SVG fonts are not as powerful as “real” font formats. There’s no hinting available, and the kerning options aren’t as flexible. (In most cases the kerning isn’t an issue for us because LibreOffice manually positions the characters, but that’s not a general solution.) Therefore if a font is installed on the system, we would prefer to use that local copy instead of the embedded copy.

Previously, I had been rewriting every font reference in the document to refer to both the embedded and native fonts, using different font-family names, with the native fonts having a higher priority. While I was reading font specifications to work on deduplication, a more elegant solution ocurred to me.

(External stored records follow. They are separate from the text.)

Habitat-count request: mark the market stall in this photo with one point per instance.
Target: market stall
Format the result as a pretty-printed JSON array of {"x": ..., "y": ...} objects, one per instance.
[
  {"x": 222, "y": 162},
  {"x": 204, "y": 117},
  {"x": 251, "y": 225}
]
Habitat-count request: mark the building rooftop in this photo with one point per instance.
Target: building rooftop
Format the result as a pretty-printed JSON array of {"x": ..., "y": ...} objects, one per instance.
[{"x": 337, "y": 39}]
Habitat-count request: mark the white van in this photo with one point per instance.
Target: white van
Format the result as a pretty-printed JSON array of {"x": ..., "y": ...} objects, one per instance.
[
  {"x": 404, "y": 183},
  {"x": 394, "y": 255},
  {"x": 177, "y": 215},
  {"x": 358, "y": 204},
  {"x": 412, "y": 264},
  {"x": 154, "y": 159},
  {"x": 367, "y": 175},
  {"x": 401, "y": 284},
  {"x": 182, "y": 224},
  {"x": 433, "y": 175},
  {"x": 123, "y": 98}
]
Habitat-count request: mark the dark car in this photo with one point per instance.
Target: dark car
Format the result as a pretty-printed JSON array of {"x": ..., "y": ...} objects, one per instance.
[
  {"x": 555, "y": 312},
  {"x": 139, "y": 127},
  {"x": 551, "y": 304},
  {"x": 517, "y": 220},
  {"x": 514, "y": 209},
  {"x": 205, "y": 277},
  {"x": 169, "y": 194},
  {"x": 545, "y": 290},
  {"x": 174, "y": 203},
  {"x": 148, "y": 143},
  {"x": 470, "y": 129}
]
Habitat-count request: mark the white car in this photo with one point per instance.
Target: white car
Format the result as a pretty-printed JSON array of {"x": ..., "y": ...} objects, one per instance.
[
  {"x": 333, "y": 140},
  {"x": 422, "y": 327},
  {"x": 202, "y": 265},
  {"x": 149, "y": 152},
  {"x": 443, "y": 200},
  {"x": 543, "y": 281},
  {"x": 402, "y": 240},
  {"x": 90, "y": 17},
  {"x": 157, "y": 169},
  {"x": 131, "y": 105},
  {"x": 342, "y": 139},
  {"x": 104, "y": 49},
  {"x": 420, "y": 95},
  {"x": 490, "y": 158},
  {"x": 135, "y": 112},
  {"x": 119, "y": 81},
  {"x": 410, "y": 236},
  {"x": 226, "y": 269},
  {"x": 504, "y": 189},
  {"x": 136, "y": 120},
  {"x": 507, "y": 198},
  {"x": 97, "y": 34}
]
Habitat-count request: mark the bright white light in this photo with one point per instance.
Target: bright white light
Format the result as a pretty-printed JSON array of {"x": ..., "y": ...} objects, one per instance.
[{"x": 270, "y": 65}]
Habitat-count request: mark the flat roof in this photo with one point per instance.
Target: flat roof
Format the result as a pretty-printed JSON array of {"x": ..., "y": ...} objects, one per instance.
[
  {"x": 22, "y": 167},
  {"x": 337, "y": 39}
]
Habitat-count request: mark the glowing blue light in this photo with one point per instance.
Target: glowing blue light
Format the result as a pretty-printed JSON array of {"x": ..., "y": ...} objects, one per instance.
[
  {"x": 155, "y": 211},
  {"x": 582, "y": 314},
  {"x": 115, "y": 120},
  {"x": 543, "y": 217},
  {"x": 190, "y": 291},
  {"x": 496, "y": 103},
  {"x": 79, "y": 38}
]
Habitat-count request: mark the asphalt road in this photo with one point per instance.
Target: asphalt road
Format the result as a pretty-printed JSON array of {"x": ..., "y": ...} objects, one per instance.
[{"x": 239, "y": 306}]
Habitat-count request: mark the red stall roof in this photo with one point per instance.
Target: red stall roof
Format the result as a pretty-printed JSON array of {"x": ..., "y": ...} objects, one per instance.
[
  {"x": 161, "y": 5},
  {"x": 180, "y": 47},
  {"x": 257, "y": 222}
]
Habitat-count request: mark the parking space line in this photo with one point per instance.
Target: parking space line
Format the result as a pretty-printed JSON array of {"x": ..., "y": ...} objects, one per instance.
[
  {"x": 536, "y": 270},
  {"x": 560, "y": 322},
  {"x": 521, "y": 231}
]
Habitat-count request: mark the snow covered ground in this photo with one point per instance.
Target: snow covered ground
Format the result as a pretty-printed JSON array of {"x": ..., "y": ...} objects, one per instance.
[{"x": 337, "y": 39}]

Instead of inserting the embedded font directly into the document, it’s encoded as a base64 data: URL and embedded in a CSS @font-face declaration. These declarations let us specify a list of font sources, all grouped under a single font-family. For example, if we use Consolas in a presentation our declaration will first reference local(“Consolas”), the installed system font, before falling back to url(“data:[…]”) format(“svg”), our embedded font.

This is a nice solution all around. It has no unnecessary bloat, and elements in our document just need just to reference their desired font-family in the normal manner, without needing to worry about fallbacks.


Follow-up to “HTML5 Media Events – .cancelable?”

Firefox developers recently responded my bug report that I previously mentioned, about HTML5 media events mistakenly being cancellable, even though this contradicts the specification and has no effect. The conclusion is that

this is just a case of the spec changing and nobody noticing.

The specification was updated in April 2009 to include the behaviour I discussed. Firefox, WebKit and Opera all implemented the events before that, and didn’t entirely update their behaviour to reflect the new changes. A patch for Firefox has now been uploaded and tickets have been filed against WebKit and Opera.

Ironically, Internet Explorer 9 and 10 apparently do conform to the spec — probably because they didn’t implement any HTML5 media until years after the changes were made.


The only use of Slide-Drive so far has been to produce some demos, so I haven’t focused on user-friendliness. LibreOffice Impress doesn’t export links (yet), so when I want to include them in examples I’ve just edited the source or used debugging tools to make the changes to the DOM while the presentation is loaded in the editor. Importing files is (obviously) an essential part of using our editor, but the only way to do that has been to drag-and-drop files onto the Butter timeline. There’s been no way for a user to know this without being told.

To address this, I’ve added a floating control panel with these options. It allows users to import files using the standard file selector and allows them to add and remove links from SVG slides. I’ll probably add some controls to deal with other shortcomings of the SVG output. For example, exported shapes and lines do not include a stroke width, so if they have a border it will always been one pixel wide, regardless of what it was in the original presentation. Add a control to adjust these widths would help deal with this.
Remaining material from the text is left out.